The yearning to submit architecture to a master discipline, and draw all its virtues and properties from the exterior, retains an allure today. Yet the complexities of practice, and indeed of collective life in our cities, are such that no singular external narrative comes close to providing satisfactory insight. The only key to the practice of architecture is the study of buildings and cities as they are made and remade. The physical and human sciences feed tangibly into delimited parts of the discipline; more broadly, they might prompt engaging digressions; focused with care, the complex processes they describe might provide productive analogies for the complex processes which tend to escape professional control.

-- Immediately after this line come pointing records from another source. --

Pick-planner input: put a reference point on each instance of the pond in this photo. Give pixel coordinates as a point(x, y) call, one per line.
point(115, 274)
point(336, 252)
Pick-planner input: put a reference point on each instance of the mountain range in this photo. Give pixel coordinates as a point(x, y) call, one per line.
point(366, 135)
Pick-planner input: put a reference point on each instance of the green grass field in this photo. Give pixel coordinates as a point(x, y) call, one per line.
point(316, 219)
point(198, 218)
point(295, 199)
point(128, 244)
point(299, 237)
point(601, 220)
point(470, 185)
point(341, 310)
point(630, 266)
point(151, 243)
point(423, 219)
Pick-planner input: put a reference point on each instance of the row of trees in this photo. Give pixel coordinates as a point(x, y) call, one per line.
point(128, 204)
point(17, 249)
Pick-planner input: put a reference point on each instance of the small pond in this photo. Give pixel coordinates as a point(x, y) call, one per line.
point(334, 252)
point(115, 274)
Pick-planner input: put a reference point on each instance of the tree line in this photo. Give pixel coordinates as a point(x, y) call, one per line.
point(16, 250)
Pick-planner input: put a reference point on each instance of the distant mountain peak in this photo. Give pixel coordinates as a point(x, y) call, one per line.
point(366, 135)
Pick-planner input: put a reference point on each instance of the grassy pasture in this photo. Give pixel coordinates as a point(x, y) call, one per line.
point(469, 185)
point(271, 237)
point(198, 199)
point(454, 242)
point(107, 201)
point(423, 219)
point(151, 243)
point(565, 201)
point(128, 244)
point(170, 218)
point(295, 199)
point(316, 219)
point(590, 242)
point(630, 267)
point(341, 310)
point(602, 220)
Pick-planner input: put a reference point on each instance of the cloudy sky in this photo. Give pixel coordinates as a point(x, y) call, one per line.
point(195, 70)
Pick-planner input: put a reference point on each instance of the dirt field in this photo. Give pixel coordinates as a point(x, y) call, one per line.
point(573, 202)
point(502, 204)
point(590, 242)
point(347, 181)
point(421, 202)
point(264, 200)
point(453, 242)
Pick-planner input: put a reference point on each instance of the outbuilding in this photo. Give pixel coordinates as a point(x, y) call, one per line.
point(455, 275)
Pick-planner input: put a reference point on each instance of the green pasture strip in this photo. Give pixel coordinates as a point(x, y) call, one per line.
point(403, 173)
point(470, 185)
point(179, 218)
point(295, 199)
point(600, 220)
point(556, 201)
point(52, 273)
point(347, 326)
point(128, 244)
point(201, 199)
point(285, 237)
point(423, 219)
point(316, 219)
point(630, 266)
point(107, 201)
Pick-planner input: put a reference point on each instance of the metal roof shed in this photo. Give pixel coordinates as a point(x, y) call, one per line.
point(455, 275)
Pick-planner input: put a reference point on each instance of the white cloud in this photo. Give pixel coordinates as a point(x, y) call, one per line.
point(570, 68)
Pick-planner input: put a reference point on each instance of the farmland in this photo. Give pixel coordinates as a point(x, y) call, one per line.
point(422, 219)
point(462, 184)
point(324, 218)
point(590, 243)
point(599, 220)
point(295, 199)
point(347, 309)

The earth sciences offer interesting perspectives on the territorial scale that frames contemporary architectural practice: the concentration of half the world’s growing population into one percent of its landmass; the spread of populations into floodplains, coastal plains, and up hillsides, where cyclical actions of atmosphere and surface threaten various forms of catastrophe. Yet architectural practice has at present little serious to offer at this larger scale, so any intellectual traffic is one-way. Secchi Vigano’s proposals for a newly ‘porous’ Grand Paris offered an intriguing glimpse of a form of practice engaging with the deep structure of a territory, using geology both as a filter of analysis and as an analogy for the complex material and social metabolism of the city.
At a more mundane level, while large new buildings and bold new settlements fill the architectural media, the majority of architectural practice relates to the adaptation of existing structures. Both at the scale of the building and at that of the city, architecture remains a discipline of remaking, an endless cycle of deposits and erosions. This is perhaps best captured in Victor Hugo’s Notre Dame de Paris: ‘The greatest products of architecture are not so much individual as they are social works; rather the children of nations in labour than the inspired efforts of men of genius; the legacy of a race; the accumulated wealth of centuries, the residuum of the successive evaporations of human society – in a word, a species of [geological] formation.’ Through a well-observed geological analogy, the young Hugo evokes the slow accumulation of unrelated actions and destructions, and the complex exchange of energy between people and things, in Paris’ foremost urban artefact.
This, I’d suggest, is the relevance of geology for contemporary practice: not the delusion of practice as a science, and neither the figure of the architect-demiurge casting matter into form, nor the architect-alchemist channeling the energy of living stones; but rather a sobering analogy of a process beyond the individual, which leaves behind residues, some of which last far beyond one lifetime, while others are restlessly consumed.